Mark outlier spikes in a measurement time series — mark_outlier_spikes

Uses a simple heuristic to detect positive outliers (i.e. unusually high spikes) in a time series. The approach is to compare a measurement with the median of measurements in a small centered window. If the measurements before and after are considerably lower than the current measurement, the median will also be much lower. This is used as a criterion to determine outliers.

Usage

mark_outlier_spikes_median(
  df,
  measurement_col,
  date_col = date,
  window = 5,
  threshold_factor = 5,
  mad_window = 14,
  mad_lower_quantile = 0.05
)

Arguments

df: A data.frame containing the time series of measurements.
measurement_col: The name of the column with the measurements. Use dplyr-style env-variables, not characters.
date_col: The name of the column with corresponding dates. Use dplyr-style env-variables, not characters.
window: The size of the centered window for computing the median.
threshold_factor: Beyond how many median absolute deviations from the median should a measurement be marked as outlier?
mad_window: The size of the right-aligned, one-day-lagged window for the mean absolute deviation. This should be longer than the window for the median.
mad_lower_quantile: At what quantile should the lower bound for the expected noise be? This is used to avoid false positives when concentration levels are very low.

Value

The provided data.frame, with an additional logical column is_outlier.

Details

To determine how much deviation from the median is significant, a moving median absolute deviation (as a more robust estimate than the standard deviation of how much noise to expect) in measurements is used.

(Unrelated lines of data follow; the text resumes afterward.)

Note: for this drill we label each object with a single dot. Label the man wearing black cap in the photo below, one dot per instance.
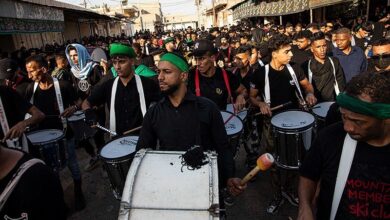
(10, 78)
(213, 82)
(302, 51)
(128, 95)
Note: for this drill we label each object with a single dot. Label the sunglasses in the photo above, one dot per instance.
(380, 56)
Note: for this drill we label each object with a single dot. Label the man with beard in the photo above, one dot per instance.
(278, 83)
(213, 82)
(380, 59)
(182, 120)
(324, 73)
(351, 158)
(128, 95)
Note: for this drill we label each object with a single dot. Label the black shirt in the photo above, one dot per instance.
(300, 56)
(37, 196)
(15, 107)
(282, 89)
(127, 105)
(323, 78)
(46, 101)
(366, 194)
(214, 87)
(196, 121)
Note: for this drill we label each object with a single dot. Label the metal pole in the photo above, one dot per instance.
(214, 20)
(311, 15)
(368, 9)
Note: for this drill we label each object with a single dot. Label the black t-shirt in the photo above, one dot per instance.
(37, 196)
(46, 101)
(127, 105)
(366, 194)
(282, 89)
(15, 107)
(214, 87)
(196, 121)
(323, 78)
(300, 56)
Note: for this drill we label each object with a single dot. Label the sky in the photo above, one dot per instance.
(167, 6)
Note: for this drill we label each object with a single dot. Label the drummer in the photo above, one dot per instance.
(209, 81)
(181, 120)
(324, 73)
(43, 94)
(128, 96)
(12, 110)
(282, 89)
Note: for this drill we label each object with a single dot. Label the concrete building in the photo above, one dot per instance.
(179, 21)
(34, 23)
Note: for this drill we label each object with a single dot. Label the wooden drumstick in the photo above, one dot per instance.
(264, 162)
(132, 130)
(276, 107)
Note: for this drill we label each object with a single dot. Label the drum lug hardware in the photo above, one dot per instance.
(215, 210)
(125, 207)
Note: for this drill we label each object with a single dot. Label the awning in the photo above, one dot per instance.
(249, 9)
(323, 3)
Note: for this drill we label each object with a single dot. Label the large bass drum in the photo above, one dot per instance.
(157, 187)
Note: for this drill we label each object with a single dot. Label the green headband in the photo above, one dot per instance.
(120, 49)
(376, 110)
(176, 61)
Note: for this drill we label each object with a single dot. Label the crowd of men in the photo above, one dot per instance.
(174, 84)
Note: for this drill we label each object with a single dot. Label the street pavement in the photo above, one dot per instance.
(101, 204)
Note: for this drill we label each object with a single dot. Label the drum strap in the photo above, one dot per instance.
(5, 127)
(141, 94)
(15, 179)
(59, 99)
(225, 78)
(261, 62)
(346, 159)
(267, 93)
(336, 85)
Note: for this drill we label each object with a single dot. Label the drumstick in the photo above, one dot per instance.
(113, 133)
(264, 162)
(132, 130)
(276, 107)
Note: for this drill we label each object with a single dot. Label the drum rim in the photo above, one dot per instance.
(319, 116)
(242, 122)
(117, 159)
(294, 129)
(45, 142)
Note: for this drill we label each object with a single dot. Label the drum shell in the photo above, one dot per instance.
(52, 152)
(80, 129)
(157, 189)
(117, 169)
(291, 143)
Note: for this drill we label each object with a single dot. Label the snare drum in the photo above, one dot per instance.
(80, 129)
(157, 188)
(293, 135)
(234, 128)
(242, 114)
(117, 156)
(51, 146)
(320, 111)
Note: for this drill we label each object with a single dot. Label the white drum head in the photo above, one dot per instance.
(321, 109)
(119, 147)
(242, 114)
(291, 120)
(45, 136)
(234, 125)
(77, 116)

This seems to be more robust than just multiplying the median with a factor to determine the threshold. The moving MAD is lagged by one day such that the current value is not included. Moreover, note that because the window for the moving median is centered, the last window_size/2 dates have no spike detection.

The method also allows for multiple measurements per day (replicates), where each replicate is evaluated individually. However, this currently does not give more weight to days with more replicates, i.e. ignores potential differences in measurement uncertainty.